In this way, the increase in inflammatory cytokines may not be considered directly due to blood transfusion because the mechanism of aortic aneurysm formation and even repair of aortic vessels is accompanied by the increase of inflammatory cytokines such as interleukin 6 and TNF-α.
Conclusion
These changes showed IL-1, IL-6, and TNF-α gene expression increased 24 h after transfusion and upon discharge.
Limitations
Tissue damage, trauma, and even the type of graft created can cause the release of inflammatory factors. On the other hand, with a low number of patients due to limited financial resources.
Ethical Approval
This study was conducted in accordance with the Declaration of Helsinki (as revised in 2013). The study protocol was approved by the Ethics Committee of the Higher Institute of Blood Transfusion Medicine with an ethics code (IR.TMI.REC.1397.007) and all patients individually filled out and signed the informed consent form and the amount of blood reserved according to the guideline before sampling.
Acknowledgment
Authors have no conflict of interest to declare. The authors certify that they and their family members have NO affiliations with or involvement in any organization or entity with any financial interest (such as honoraria; educational grants; participation in speakers’ bureaus; membership, employment, consultancies, stock ownership, or other equity interest; and expert testimony or patent-licensing arrangements), or non-financial interest (such as personal or professional relationships, affiliations, knowledge or beliefs) in the subject matter or materials discussed in this manuscript. The authors have no conflict of interest to declare.
Declaration
•Chegini designed the study concept and performed theoretical research, revised the lab study, wrote the final manuscript.
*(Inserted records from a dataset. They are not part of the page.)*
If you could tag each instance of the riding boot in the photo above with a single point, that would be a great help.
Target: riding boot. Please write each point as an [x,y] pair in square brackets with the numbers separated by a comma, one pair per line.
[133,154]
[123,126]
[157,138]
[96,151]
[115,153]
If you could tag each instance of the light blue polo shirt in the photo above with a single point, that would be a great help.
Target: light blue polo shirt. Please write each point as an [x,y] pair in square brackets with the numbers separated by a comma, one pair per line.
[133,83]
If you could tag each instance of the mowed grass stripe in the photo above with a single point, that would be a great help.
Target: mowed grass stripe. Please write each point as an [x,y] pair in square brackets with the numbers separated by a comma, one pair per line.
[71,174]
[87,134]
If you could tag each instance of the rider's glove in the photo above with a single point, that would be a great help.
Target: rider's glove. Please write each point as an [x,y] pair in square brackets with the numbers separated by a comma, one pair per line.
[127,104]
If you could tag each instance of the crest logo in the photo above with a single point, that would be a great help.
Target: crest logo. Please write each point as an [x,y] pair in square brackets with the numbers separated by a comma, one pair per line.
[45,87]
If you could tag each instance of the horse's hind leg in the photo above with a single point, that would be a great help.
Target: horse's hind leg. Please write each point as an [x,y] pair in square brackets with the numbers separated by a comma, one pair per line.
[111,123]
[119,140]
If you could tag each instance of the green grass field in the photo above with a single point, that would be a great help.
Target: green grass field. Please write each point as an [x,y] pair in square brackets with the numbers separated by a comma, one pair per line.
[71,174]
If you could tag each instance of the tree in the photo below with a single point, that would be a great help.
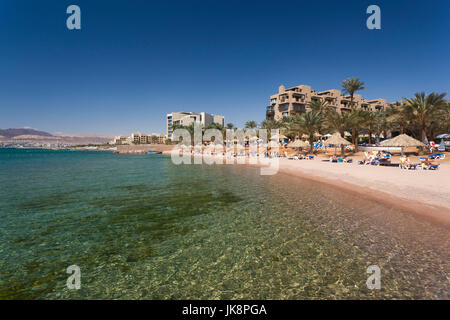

•S. Valizadeh did the lab work, collected the data, documented the information.
•S. Samiee did the lab work, collected the data, documented the information.
•S. Zandpazandi performed the statistical analysis and critically revised the final manuscript.
•F. Behnaz, corresponding author, did patient selection and preparation, supervised the statistical analysis, wrote the first draft of the manuscript.
Data Availability
The data collected for this study was from the patients who were willing to participate in this research study and gave informed written consent. Since there is no data registry for this information in Iran, all data is collected and documented by the authors mentioned, personally. We can send Inflammation, data and we can authorize private access to this data via a private link.